The unfortunate reality is that people often have a tendency to blame the victim. When all evidence suggests that they should be looking the other way when casting blame, they try to figure out what the victim did to make something unfortunate happen to themselves.

A great example of this comes from some recent reports on pedestrian fatalities.
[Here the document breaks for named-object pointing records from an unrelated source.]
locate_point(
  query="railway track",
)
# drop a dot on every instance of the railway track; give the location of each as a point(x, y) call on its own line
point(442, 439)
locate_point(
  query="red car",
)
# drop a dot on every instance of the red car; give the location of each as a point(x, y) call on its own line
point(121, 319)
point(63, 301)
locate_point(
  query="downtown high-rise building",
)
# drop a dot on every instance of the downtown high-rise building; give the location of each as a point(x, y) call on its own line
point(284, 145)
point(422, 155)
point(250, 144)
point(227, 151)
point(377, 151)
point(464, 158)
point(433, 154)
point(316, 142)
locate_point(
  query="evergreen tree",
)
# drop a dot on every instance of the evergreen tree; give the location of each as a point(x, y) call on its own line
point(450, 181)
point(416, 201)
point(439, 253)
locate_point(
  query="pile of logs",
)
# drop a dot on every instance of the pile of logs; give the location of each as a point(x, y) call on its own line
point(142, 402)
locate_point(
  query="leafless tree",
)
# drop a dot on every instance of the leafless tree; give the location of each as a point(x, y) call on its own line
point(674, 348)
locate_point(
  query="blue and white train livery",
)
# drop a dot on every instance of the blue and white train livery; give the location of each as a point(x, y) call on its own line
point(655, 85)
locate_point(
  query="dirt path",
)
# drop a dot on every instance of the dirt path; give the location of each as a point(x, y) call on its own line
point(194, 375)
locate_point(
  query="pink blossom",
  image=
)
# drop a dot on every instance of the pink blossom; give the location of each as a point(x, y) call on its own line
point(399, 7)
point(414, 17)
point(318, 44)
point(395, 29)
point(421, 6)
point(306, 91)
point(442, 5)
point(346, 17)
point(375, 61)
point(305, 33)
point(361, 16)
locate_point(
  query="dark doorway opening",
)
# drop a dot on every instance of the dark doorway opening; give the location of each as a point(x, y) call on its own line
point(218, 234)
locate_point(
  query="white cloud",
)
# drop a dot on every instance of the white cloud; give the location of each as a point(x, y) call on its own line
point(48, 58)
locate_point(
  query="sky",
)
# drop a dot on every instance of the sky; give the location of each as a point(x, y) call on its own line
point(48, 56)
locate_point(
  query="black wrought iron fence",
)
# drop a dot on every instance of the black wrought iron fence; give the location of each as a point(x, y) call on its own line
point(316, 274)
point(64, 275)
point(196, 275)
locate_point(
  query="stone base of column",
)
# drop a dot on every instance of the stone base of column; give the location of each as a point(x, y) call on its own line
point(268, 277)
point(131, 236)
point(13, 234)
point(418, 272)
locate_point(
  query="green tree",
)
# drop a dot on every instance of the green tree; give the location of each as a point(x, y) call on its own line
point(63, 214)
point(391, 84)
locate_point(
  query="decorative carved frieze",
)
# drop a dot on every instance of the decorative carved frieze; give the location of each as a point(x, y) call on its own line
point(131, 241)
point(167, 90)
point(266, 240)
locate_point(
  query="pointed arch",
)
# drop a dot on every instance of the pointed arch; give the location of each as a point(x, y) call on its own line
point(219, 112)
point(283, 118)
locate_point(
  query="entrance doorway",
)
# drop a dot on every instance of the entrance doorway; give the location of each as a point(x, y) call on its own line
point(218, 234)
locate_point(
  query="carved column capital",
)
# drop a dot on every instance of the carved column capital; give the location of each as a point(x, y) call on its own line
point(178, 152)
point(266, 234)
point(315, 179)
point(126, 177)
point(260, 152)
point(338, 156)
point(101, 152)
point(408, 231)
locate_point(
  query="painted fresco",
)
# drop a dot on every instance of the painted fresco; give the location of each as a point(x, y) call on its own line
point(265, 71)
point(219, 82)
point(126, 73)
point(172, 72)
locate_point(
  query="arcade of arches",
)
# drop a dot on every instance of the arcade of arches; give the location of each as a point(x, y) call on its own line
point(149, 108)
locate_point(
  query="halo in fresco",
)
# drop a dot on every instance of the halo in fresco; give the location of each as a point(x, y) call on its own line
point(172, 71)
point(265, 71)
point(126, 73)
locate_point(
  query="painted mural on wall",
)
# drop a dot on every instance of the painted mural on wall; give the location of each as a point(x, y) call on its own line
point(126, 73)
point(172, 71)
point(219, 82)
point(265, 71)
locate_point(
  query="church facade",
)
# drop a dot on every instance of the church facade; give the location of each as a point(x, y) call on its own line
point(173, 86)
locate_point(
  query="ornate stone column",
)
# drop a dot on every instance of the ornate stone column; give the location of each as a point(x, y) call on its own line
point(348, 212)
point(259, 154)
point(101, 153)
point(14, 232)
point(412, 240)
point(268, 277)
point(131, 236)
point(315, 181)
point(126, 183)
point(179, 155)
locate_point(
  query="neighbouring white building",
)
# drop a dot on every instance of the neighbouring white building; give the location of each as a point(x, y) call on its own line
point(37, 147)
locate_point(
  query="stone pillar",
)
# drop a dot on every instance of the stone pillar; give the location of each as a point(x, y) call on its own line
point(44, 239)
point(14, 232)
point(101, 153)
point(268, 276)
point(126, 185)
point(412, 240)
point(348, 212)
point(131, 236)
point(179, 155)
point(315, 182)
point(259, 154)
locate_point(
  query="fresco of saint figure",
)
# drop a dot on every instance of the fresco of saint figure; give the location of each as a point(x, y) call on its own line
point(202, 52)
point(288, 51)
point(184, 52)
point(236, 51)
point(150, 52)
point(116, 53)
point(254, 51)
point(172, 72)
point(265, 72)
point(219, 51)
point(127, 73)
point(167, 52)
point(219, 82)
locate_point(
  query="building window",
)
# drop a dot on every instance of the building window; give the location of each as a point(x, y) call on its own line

Rather than asking why pedestrians deaths were on the rise and why people faced such grave dangers around traffic, researchers said that pedestrians were more likely to walk around while they were drunk, thus leading to these accidents.

Why it doesn’t hold up

This argument doesn’t hold up for a number of reasons, not just because blaming the victim feels hollow. It’s just an inaccurate reading of the issue.

For one thing, researchers said that more intoxicated pedestrians died in car accidents, by a few hundred, when comparing data from 2014 and 2018. There were 300 more such deaths.

While that raw number is true, you have to look at the number of drunk pedestrians who died as a share of the total amount of pedestrian fatalities for the year. When you do that, you see that pedestrian deaths have jumped up so dramatically — 22% — that the percentage of those pedestrians who were intoxicated was actually smaller in 2018 than it was in 2014.

Clearly, the news report was twisting the statistics.

On top of that, defining an “intoxicated” pedestrian is also a bit tricky. In the reports, they used the same Blood Alcohol Concentration limit of 0.08% that police use for drunk drivers.

While they certainly needed to start somewhere, the reality is that pedestrians do not have a BAC limit. Just because you’re too drunk to drive a complex, 4,000-pound machine at 70 miles per hour does not mean you’re too drunk to walk down the sidewalk.

A lot of those pedestrians who found themselves around the 0.08% mark probably did not actually feel all that drunk. They were still smart enough to decide to walk, rather than drive. And yet, all they got for it was the blame when they got hit by cars.

After an accident

All of this is not to say that pedestrians never cause accidents because they get intoxicated. They do. It does happen.

However, blaming the victims when the statistics do not support it never makes much sense. Pedestrians are not getting killed more frequently because they’re drunk more often.

It’s important to put the blame where it belongs after an accident. It’s also important for those who get injured or who lose a loved one to know what legal options they have in Nevada.